There is also a bitter yellow juice that is produced in the thick leaf epidermis of the plant which is used, often in conjunction with the gel and other natural remedies, for the treatment of internal ailments. The products made from the extracts of Aloe Vera (usually called aloe sap, aloe blood, aloin or acibar in spanish) are aimed to cure the constipation and indigestion. The processed aloin is also reported to help with arthritis, asthma, insomnia and haemorrhoids.

Taking Aloe extract (aloe yellow sap) internally must be done with care and, under professional advice because it may lead to abdominal pain and other digestive disorders.
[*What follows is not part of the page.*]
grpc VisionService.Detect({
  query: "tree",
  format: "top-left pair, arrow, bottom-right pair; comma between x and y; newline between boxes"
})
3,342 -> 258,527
Pregnant women and lactating mothers should always seek advice as the plant stimulates the uterus (which can bring on premature labour) and may cause gastrointestinal upsets in young babies.

At the present time they are numerous scientific works related to the aloes and their products. In the United States from 1950 to date, close to 200 Patents of Invention covering from aloe processing to new aloe derived industrial products have been registered, for medicines, cosmetics, foods, as much for its application in humans like for animals and vegetables. 

External Uses

For medicinal purposes, aloe vera is most commonly used externally to treat various skin conditions, and burns. Not only does it soothe the skin, ease pain and reduce inflammation, studies have been done to show that using aloe as a topical treatment to burns will help speed up the healing recovery process. A study performed in the 1990s showed that the healing of a moderate severe burn was sped up by six days when covering the wound on a regular basis with aloe vera gel, compared to the healing of the wound covered in a gauze bandage (Farrar, 2005). Aloe vera helps burns of various degrees, including sunburn. When the gel is rubbed over over-exposed skin, the redness will disappear within a couple of days, and it helps to preserve moisture so that the skin will not become dry and peel. A cut leaf from an aloe vera plant can be rubbed over the skin, as it exudes gel; the gel can also be bought in drugstores. 
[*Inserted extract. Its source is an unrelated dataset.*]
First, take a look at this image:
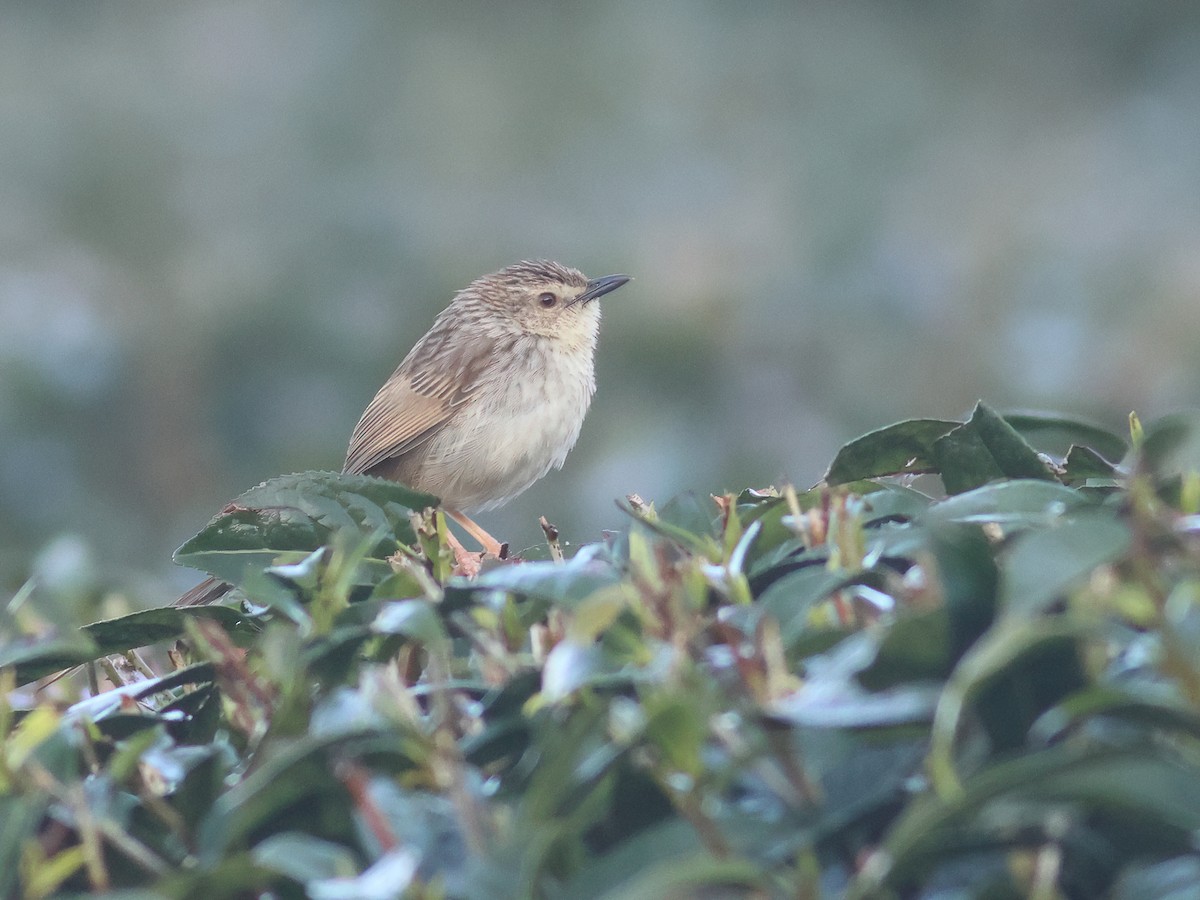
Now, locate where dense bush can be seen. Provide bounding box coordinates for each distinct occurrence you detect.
[0,404,1200,900]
Aloe vera can also be used to treat minor cuts and scrapes. Rubbing a cut leaf over a cut will help prevent infection and will speed up the healing response from the body. The aloe vera acts as a sealant and pulls the skin back together like a bandage or a suture. 

Although aloe should not be used as a substitute for medical treatment, its many uses are beneficial and should be considered for anything such as an everyday moisturizer to a first-aid antiseptic. In addition to the above-mentioned benefits, continuous research is being done to learn how else the aloe vera plant can play an important part in human lives. 
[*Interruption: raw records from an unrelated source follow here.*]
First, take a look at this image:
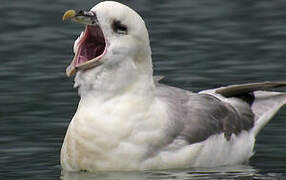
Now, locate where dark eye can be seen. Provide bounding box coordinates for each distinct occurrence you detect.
[112,20,127,34]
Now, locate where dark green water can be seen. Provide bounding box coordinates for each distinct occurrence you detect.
[0,0,286,179]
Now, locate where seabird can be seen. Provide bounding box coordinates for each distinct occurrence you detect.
[61,1,286,172]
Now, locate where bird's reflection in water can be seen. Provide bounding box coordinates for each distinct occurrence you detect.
[61,165,282,180]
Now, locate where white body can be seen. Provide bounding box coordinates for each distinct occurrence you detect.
[61,2,285,172]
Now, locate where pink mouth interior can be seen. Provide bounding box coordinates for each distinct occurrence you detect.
[75,26,106,65]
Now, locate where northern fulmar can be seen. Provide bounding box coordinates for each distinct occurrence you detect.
[61,1,286,172]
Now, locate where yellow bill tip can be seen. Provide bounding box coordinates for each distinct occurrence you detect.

Many cosmetic companies are now adding aloe to every product possible including makeup, soaps, sunscreens, shampoos and lotions, as well as any product that is created to soothe, protect and moisturize the skin. This is due partially to the fact that Aloe extract is full of vitamins, nutrients and minerals, as well as, the perception of the general public of Aloe as a healing ingredient. The International Aloe Science Council advises choosing products that contain between twenty-five and forty percent aloe in them to receive the ultimate aloe vera benefits to the skin.

Aloe gel is also useful for any dry skin condition, especially eczema around the eyes and sensitive facial skin, and for treating fungal infections such as ringworm. In Ayurvedic medicine, the gel is usually applied fresh and can even be converted into an ointment for long-term use.